On the streets, he kept an eye out for plainclothes cops. If he got arrested, Papa Charles would have him out in a few hours, but he still didn’t want to take the chance.

It was well after eleven when Memphis returned to the Hotsy Totsy. Gabe came running up to him. “Where you been, boss man?”

“Out on business. Why?”

“Come quick! It’s Jo. She fell and hurt herself.”

“Then call a doctor.”

“She’s asking for you, Memphis.”

Jo sat at the bottom of the stage stairs, crying, surrounded by concerned chorines. Through the crack in the curtain, Memphis could see the audience getting restless. It was time for the next number to start, and already Jo’s ankle was swelling up. “Caught my heel on the second step and turned it,” she burbled through her tears. “Oh, please, Lord, don’t let it be broken.”

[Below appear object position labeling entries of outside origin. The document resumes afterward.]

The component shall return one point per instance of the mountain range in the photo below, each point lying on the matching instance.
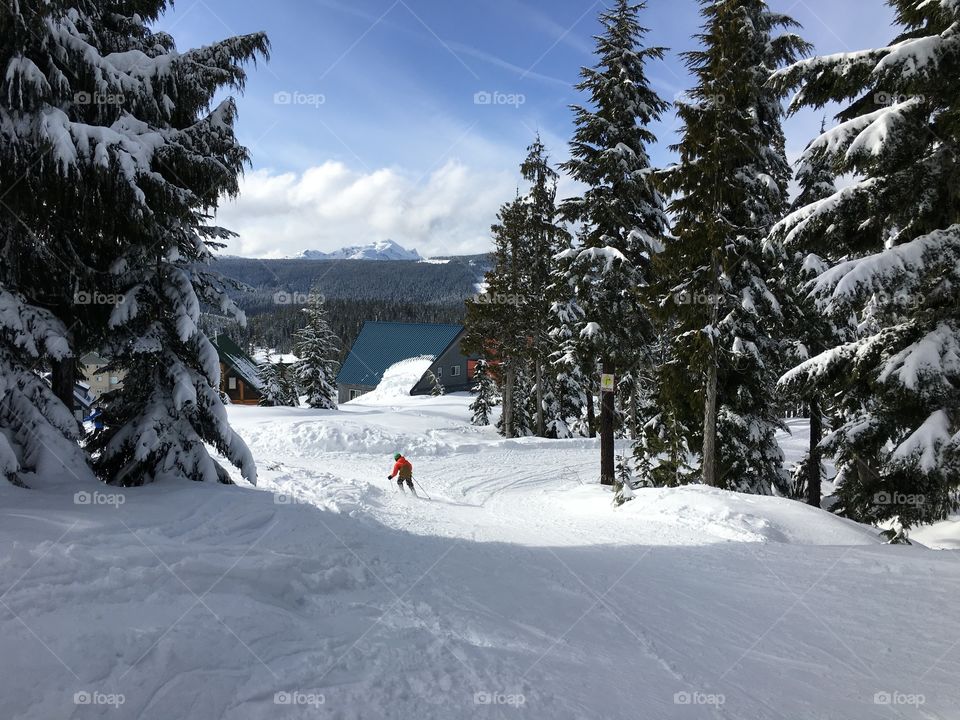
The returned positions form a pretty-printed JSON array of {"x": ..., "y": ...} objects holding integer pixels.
[{"x": 379, "y": 250}]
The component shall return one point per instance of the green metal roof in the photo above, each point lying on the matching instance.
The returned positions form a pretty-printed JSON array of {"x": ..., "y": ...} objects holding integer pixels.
[
  {"x": 381, "y": 344},
  {"x": 237, "y": 360}
]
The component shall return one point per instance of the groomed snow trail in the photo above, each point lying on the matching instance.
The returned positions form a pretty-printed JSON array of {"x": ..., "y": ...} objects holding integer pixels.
[{"x": 516, "y": 591}]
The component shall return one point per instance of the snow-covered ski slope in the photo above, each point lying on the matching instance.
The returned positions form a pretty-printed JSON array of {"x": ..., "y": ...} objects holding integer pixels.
[{"x": 515, "y": 592}]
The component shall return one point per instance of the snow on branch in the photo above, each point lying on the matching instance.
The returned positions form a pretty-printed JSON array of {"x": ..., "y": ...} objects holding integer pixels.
[{"x": 902, "y": 266}]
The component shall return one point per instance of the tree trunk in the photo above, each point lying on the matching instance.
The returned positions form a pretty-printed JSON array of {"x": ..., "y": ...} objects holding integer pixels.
[
  {"x": 541, "y": 425},
  {"x": 591, "y": 415},
  {"x": 813, "y": 458},
  {"x": 710, "y": 393},
  {"x": 63, "y": 379},
  {"x": 710, "y": 425},
  {"x": 508, "y": 402},
  {"x": 607, "y": 466}
]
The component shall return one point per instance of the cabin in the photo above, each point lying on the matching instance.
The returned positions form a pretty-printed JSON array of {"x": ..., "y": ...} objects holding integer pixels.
[
  {"x": 99, "y": 381},
  {"x": 239, "y": 379},
  {"x": 381, "y": 344}
]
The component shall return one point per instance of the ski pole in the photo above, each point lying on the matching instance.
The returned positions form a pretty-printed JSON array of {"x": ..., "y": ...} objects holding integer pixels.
[{"x": 421, "y": 487}]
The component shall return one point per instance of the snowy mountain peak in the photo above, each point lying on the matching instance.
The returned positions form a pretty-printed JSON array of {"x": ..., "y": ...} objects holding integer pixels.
[{"x": 379, "y": 250}]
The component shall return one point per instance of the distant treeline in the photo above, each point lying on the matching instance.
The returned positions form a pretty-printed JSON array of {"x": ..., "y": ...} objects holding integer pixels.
[{"x": 276, "y": 291}]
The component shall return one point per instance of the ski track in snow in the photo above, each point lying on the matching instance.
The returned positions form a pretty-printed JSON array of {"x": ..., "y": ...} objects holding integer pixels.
[{"x": 516, "y": 579}]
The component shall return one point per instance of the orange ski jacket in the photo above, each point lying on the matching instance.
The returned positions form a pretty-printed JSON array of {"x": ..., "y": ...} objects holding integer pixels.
[{"x": 404, "y": 468}]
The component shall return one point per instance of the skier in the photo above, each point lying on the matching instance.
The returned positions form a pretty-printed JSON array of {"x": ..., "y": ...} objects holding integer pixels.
[
  {"x": 404, "y": 472},
  {"x": 96, "y": 417}
]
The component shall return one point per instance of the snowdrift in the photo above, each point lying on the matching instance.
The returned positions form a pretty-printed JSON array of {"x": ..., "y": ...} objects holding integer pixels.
[{"x": 516, "y": 591}]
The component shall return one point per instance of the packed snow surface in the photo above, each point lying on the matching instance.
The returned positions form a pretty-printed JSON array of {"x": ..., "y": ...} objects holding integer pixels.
[{"x": 515, "y": 591}]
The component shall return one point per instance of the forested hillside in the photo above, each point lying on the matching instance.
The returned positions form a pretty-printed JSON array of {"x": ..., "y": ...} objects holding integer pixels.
[{"x": 273, "y": 293}]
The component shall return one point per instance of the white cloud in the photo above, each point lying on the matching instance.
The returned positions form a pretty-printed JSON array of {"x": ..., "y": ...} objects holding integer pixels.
[{"x": 329, "y": 206}]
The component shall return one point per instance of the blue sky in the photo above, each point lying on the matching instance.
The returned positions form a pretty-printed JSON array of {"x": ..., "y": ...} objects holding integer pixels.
[{"x": 364, "y": 124}]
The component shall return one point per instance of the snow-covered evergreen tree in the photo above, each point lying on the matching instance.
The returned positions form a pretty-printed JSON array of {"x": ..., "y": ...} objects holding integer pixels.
[
  {"x": 808, "y": 331},
  {"x": 38, "y": 434},
  {"x": 436, "y": 387},
  {"x": 729, "y": 188},
  {"x": 493, "y": 328},
  {"x": 278, "y": 385},
  {"x": 317, "y": 346},
  {"x": 485, "y": 391},
  {"x": 166, "y": 158},
  {"x": 623, "y": 483},
  {"x": 621, "y": 213},
  {"x": 570, "y": 386},
  {"x": 897, "y": 383},
  {"x": 544, "y": 239},
  {"x": 511, "y": 318}
]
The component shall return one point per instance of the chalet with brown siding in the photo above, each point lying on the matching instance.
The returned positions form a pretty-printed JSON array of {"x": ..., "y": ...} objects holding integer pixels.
[{"x": 239, "y": 380}]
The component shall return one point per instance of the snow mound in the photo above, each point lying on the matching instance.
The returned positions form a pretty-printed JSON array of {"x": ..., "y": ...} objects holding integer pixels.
[
  {"x": 398, "y": 380},
  {"x": 720, "y": 515}
]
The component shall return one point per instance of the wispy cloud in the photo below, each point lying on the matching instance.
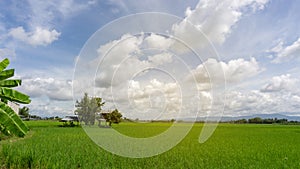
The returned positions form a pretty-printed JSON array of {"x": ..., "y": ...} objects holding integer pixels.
[{"x": 286, "y": 53}]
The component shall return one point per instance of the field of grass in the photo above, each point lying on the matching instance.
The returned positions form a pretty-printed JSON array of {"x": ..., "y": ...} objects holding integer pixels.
[{"x": 231, "y": 146}]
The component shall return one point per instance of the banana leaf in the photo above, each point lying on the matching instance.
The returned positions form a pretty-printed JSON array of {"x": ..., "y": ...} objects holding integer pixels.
[
  {"x": 7, "y": 74},
  {"x": 12, "y": 122},
  {"x": 13, "y": 95},
  {"x": 3, "y": 64},
  {"x": 10, "y": 83}
]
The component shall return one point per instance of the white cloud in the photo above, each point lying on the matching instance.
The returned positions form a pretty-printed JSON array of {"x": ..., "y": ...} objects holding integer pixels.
[
  {"x": 287, "y": 53},
  {"x": 256, "y": 102},
  {"x": 214, "y": 18},
  {"x": 7, "y": 53},
  {"x": 163, "y": 97},
  {"x": 37, "y": 37},
  {"x": 281, "y": 83},
  {"x": 158, "y": 42},
  {"x": 160, "y": 58},
  {"x": 43, "y": 13},
  {"x": 234, "y": 71},
  {"x": 51, "y": 88}
]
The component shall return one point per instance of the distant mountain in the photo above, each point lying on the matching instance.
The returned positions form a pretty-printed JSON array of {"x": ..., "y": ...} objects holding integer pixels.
[
  {"x": 231, "y": 118},
  {"x": 263, "y": 116}
]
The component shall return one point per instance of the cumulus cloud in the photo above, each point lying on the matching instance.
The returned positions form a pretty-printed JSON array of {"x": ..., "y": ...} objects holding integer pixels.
[
  {"x": 122, "y": 59},
  {"x": 286, "y": 53},
  {"x": 255, "y": 102},
  {"x": 51, "y": 88},
  {"x": 158, "y": 41},
  {"x": 155, "y": 95},
  {"x": 281, "y": 83},
  {"x": 37, "y": 37},
  {"x": 214, "y": 18},
  {"x": 43, "y": 13},
  {"x": 234, "y": 71},
  {"x": 7, "y": 53}
]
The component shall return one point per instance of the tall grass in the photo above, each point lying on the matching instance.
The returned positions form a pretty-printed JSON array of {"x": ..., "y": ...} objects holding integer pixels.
[{"x": 231, "y": 146}]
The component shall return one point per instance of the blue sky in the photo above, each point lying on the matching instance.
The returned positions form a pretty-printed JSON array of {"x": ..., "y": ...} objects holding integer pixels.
[{"x": 258, "y": 42}]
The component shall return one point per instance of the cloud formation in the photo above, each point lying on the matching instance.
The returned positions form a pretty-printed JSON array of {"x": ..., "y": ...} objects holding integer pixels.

“You’d better tell Francine she’s on,” one of the chorines said.

Jo shook her head. “I gotta go on tonight. I need the money!” She looked up at Memphis, her eyes hopeful. “I remembered about you. What you could do. Please, can you help me, Memphis?”

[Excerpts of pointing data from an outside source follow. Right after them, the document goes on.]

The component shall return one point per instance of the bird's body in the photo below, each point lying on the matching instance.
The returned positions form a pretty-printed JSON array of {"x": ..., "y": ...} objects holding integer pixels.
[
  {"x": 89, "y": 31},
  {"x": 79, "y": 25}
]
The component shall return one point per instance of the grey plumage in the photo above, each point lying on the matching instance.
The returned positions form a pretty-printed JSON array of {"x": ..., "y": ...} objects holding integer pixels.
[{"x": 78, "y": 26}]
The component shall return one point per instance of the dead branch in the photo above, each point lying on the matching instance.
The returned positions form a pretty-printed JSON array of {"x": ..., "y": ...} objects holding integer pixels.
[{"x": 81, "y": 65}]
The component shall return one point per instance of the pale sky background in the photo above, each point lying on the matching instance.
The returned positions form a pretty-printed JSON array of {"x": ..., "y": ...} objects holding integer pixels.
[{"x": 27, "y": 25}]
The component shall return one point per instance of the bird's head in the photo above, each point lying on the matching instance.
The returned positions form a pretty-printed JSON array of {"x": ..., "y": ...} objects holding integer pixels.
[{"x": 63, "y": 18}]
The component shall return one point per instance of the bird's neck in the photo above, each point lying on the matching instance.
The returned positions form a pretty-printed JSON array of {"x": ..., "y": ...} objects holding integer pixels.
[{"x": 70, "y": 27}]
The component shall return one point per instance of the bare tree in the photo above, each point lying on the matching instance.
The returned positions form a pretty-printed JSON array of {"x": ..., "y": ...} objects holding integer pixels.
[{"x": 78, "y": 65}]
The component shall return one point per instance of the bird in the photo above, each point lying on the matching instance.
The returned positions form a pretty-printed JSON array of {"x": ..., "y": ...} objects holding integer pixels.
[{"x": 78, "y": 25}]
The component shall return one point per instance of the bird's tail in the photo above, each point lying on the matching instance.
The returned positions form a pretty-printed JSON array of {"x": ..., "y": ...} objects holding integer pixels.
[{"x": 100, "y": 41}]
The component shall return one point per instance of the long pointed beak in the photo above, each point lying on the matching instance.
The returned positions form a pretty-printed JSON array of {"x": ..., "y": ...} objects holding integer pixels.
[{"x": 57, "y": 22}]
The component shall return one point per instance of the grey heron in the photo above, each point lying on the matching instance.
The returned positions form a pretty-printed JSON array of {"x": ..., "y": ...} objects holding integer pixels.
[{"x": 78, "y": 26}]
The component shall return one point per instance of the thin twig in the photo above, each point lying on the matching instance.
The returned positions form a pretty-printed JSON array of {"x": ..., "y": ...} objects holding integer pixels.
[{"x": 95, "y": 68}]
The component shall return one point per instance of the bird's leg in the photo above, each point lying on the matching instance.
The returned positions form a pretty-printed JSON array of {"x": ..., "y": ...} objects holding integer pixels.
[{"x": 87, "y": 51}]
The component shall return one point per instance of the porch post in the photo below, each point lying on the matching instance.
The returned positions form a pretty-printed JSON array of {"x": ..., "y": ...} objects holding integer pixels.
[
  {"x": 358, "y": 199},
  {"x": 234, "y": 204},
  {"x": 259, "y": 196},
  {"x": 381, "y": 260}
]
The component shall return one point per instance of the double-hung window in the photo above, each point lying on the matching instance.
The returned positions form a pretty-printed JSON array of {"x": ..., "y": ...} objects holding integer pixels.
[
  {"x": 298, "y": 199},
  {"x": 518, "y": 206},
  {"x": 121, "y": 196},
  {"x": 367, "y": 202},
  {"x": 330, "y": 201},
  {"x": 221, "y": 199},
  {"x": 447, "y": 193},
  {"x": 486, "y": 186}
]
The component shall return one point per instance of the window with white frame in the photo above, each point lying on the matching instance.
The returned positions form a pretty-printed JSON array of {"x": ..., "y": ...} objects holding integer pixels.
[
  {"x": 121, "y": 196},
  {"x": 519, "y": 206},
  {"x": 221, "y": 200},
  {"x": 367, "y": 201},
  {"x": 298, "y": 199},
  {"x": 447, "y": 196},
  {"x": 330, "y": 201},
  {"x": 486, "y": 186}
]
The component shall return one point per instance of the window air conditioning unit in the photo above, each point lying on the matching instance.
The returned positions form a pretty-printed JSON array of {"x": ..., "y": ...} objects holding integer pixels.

Memphis’s jaw tightened. “I can’t do that anymore.”

Jo sobbed and Gabe put a hand on Memphis’s arm. “Come on, brother. Just try….”

“I told you, I can’t!” Memphis shook off Gabe’s hand and stormed down the stairs as the stage manager cradled Jo in his arms and carried the miserable girl away. Onstage, the emcee announced the next number, the Black Bottom, and the other girls plus Francine scampered out wearing smiles and very little else. Memphis deposited the money he’d collected on his rounds with the secretaries. He pushed out into the night again, his mind troubled by memories of a time when he was someone else, a golden boy with healing hands: Miracle Memphis, the Harlem Healer.

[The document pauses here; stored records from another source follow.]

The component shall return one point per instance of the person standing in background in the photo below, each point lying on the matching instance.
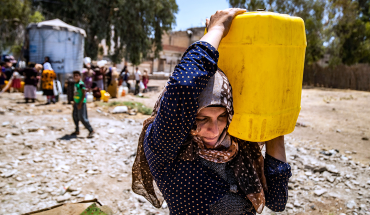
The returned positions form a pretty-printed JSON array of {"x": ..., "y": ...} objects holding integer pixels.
[
  {"x": 79, "y": 106},
  {"x": 8, "y": 71},
  {"x": 2, "y": 75},
  {"x": 137, "y": 79},
  {"x": 113, "y": 85},
  {"x": 47, "y": 78},
  {"x": 70, "y": 88},
  {"x": 30, "y": 82},
  {"x": 99, "y": 77},
  {"x": 121, "y": 75},
  {"x": 145, "y": 80}
]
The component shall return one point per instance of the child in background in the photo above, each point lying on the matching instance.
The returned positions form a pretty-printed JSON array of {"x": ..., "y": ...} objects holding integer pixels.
[
  {"x": 79, "y": 106},
  {"x": 16, "y": 81},
  {"x": 145, "y": 80}
]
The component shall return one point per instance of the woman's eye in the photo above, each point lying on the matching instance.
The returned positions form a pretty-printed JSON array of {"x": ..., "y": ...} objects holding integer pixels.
[{"x": 200, "y": 119}]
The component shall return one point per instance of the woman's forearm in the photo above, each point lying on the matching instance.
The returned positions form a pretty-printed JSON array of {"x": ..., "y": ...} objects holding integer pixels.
[
  {"x": 213, "y": 37},
  {"x": 276, "y": 148}
]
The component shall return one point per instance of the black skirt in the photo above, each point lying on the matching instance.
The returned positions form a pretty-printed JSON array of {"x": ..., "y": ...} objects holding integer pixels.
[{"x": 48, "y": 92}]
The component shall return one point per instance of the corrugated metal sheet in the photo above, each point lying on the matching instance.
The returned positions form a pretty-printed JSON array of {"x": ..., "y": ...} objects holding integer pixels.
[{"x": 64, "y": 48}]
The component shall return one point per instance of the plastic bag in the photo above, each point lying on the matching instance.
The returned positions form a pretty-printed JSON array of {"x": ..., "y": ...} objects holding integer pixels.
[{"x": 141, "y": 85}]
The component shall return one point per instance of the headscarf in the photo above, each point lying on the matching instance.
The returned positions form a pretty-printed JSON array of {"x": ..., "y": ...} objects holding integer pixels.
[
  {"x": 47, "y": 66},
  {"x": 245, "y": 157}
]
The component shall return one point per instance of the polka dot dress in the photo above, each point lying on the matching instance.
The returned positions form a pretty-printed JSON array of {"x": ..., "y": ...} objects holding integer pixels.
[{"x": 188, "y": 186}]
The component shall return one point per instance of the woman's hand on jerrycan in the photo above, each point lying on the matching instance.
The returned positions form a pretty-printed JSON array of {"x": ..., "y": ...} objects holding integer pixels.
[{"x": 219, "y": 24}]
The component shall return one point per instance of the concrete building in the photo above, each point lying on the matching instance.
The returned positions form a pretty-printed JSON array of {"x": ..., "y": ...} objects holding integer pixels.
[{"x": 174, "y": 45}]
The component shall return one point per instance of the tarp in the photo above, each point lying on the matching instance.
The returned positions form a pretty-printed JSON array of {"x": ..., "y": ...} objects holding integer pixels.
[{"x": 58, "y": 24}]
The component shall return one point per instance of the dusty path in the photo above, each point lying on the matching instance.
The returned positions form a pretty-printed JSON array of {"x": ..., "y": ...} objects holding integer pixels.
[{"x": 38, "y": 158}]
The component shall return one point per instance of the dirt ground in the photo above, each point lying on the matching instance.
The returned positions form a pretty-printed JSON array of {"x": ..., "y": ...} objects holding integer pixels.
[
  {"x": 38, "y": 157},
  {"x": 338, "y": 119}
]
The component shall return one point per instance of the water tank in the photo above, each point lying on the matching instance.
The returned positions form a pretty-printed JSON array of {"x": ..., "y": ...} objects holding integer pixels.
[
  {"x": 62, "y": 43},
  {"x": 263, "y": 58}
]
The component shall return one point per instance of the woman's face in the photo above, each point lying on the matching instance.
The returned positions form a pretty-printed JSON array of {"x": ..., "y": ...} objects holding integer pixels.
[{"x": 211, "y": 121}]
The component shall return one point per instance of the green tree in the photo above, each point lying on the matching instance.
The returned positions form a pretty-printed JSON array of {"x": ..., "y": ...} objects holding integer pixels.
[
  {"x": 349, "y": 32},
  {"x": 311, "y": 11},
  {"x": 135, "y": 27},
  {"x": 15, "y": 15}
]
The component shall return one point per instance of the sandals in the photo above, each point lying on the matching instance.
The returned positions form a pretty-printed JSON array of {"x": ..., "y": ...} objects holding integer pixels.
[
  {"x": 75, "y": 133},
  {"x": 91, "y": 134}
]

The healing power had come on Memphis suddenly after an illness when he was fourteen. For days, he’d lain in a state of semiconsciousness, seeing the strangest sights as the fever burned through his body. His mother never left his side. When he recovered, they went straight to church to give thanks. On that Sunday morning at the old Mother AME Zion Church, Memphis healed for the first time. His seven-year-old brother, Isaiah, had fallen out of a tree and broken his arm. The bone stuck up under the skin at a terrible angle. Memphis was only trying to quiet his screaming brother when he put his hands on him. He never expected the intense warmth that built suddenly between Isaiah’s skin and his own hands. The trance came on him hard and fast. His eyes rolled back and he felt as if he had left his body and was trapped inside a waking dream. He saw things in that strange empty space he inhabited for those long seconds, things that he didn’t understand: faces in the mist, spectral shadows, and a funny man in a tall hat whose coat seemed to be made of the land itself. There was a bright light and a fluttering of wings, and when Memphis came to, shaking, a crowd had gathered around him in the churchyard. Isaiah had weaseled out from under his brother’s touch and was swinging his arm around in perfect circles. “You fixed it, Memphis. How’d you do that?”

“I-I don’t know.” Despite the New York summer heat soaking the collar on his Sunday best, Memphis shivered.

“It’s a miracle,” someone said. “Praise Jesus!”

Memphis saw his mother standing at the edge of the awestruck congregation, one hand pressed to her mouth, and was afraid she might slap him for what he’d done. Instead, she hugged him close. When she stepped back, there were tears in her eyes. “My son is a healer,” she whispered, cupping his face.

“You hear that? This boy’s a healer,” someone shouted. “Let us pray.”